EDITOR: We aren’t perfect but we will try
April 18, 2010
As a student newspaper, the Daily exists to fulfill three purposes: to provide readers with information, to lead discussions and to train future journalists.
Events transpiring over the last week or so have given us all healthy doses of purpose number three.
We also subscribe to the Society of Professional Journalists’ Code of Ethics, which holds four basic tenets: seek truth and report it, minimize harm, act independently and be accountable.
Sadly, what I share with you today serves to hold ourselves accountable to you, our readers.
The Daily — and many other student newspapers across the country – had, for as long as I’ve been in the newsroom, subscribed to a wire service, known as U-Wire. The service provided us with access to news and sports articles, as well as columns and editorials from across the country for republishing in our paper. When the organization was founded and the Daily signed on, an agreement was made that gave permission to other schools to republish our content, and gave us the same rights to theirs.

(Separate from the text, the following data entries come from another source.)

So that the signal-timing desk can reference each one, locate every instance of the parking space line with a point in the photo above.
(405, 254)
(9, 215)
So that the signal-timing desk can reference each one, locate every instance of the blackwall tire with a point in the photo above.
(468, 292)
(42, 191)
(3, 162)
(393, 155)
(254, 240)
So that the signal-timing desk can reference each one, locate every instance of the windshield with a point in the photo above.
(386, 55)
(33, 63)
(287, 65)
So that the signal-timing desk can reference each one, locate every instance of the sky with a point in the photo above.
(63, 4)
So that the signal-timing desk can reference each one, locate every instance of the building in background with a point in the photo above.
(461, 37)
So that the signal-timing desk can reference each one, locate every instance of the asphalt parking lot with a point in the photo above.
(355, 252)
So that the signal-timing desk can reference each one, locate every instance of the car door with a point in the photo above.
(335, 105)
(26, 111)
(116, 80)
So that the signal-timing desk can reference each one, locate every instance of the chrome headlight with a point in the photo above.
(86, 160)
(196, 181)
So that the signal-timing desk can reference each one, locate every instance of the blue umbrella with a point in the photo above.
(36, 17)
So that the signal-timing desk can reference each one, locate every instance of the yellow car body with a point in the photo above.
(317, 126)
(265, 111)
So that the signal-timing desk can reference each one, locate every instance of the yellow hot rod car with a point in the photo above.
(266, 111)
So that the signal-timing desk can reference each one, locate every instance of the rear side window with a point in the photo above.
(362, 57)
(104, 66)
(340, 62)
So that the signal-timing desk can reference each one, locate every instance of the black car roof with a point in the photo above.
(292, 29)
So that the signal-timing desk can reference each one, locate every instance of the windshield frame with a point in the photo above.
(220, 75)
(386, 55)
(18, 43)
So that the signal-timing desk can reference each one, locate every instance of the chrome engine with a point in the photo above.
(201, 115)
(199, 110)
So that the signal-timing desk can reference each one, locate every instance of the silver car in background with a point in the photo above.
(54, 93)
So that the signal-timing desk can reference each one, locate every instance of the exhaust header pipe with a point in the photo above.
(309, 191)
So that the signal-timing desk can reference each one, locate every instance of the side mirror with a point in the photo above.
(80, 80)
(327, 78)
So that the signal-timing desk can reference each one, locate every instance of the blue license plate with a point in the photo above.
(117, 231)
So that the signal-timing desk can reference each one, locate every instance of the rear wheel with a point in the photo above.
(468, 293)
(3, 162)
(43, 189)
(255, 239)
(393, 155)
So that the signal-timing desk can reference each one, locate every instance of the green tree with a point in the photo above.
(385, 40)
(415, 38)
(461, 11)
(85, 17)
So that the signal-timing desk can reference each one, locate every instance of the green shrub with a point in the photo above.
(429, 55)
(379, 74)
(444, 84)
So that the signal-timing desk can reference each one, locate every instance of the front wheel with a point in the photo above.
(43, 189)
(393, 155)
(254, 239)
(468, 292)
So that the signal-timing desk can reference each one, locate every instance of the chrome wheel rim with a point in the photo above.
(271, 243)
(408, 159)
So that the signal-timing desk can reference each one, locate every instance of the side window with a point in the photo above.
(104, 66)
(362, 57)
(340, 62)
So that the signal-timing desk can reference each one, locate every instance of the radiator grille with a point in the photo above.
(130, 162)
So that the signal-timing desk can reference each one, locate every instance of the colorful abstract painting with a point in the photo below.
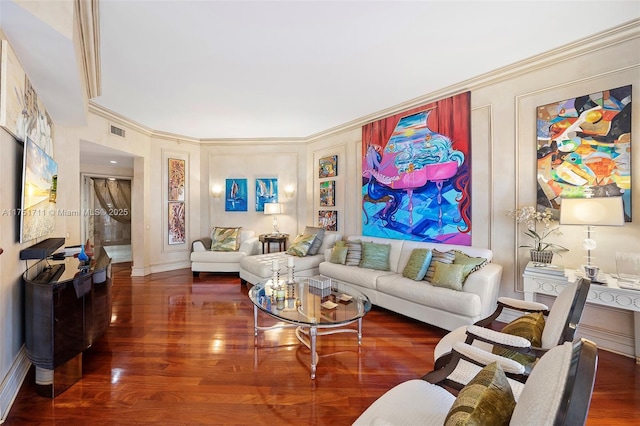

In fall 2009, U-Wire went offline, and my staff was left scrambling to fill pages when there weren’t enough columns or letters to the editor to go around. In the beginning, we called up columnists and their editors at other papers around the Midwest to ask their permission to run their pieces. Time and again, we heard the same response: “Sounds great! Just give us proper attribution?”
Collegiate columnists and journalists, like many of you, like to get their names out there so that they’re easily recognizable to potential employers after they’ve received their diplomas.
Unfortunately, we eventually stopped calling sometime since then, because it seemed a waste of time. Instead, we simply began to take without asking from college students’ news organizations that copyright their information, which is commonly known as copyright infringement — a practice both unethical and dishonest. In the past few days, and in the days to come, I will have contacted and apologized to each of those newsrooms, personally.
And in line with keeping purpose number three — to train future journalists — we’ve met with those who’ve made the wrong decisions, those who’ll probably be making decisions next year, and those who — on the off-chance that group two is hit by a bus over the summer — might be making decisions in the future, to make sure this won’t happen again.
We aren’t perfect — a condition most students share, in their journeys to become professionals — and I can’t apologize enough for the significance of this mistake, but college is a learning process, and we count ourselves grateful to be going through these motions now, rather than as professionals. Inevitably, to learn is what we strive for.
Copyright and plagiarism are ethical standards prized by institutions of higher learning and employers alike. Get educated about it. We’ve been taking the crash course all week long.
To close, I’ll offer personal assurances that it won’t happen again, as long as I’m the paper’s editor-in-chief.
Thank you for reading, and thank you for keeping us honest.
Zach Thompson is a senior in technical communication from Nevada and the editor-in-chief.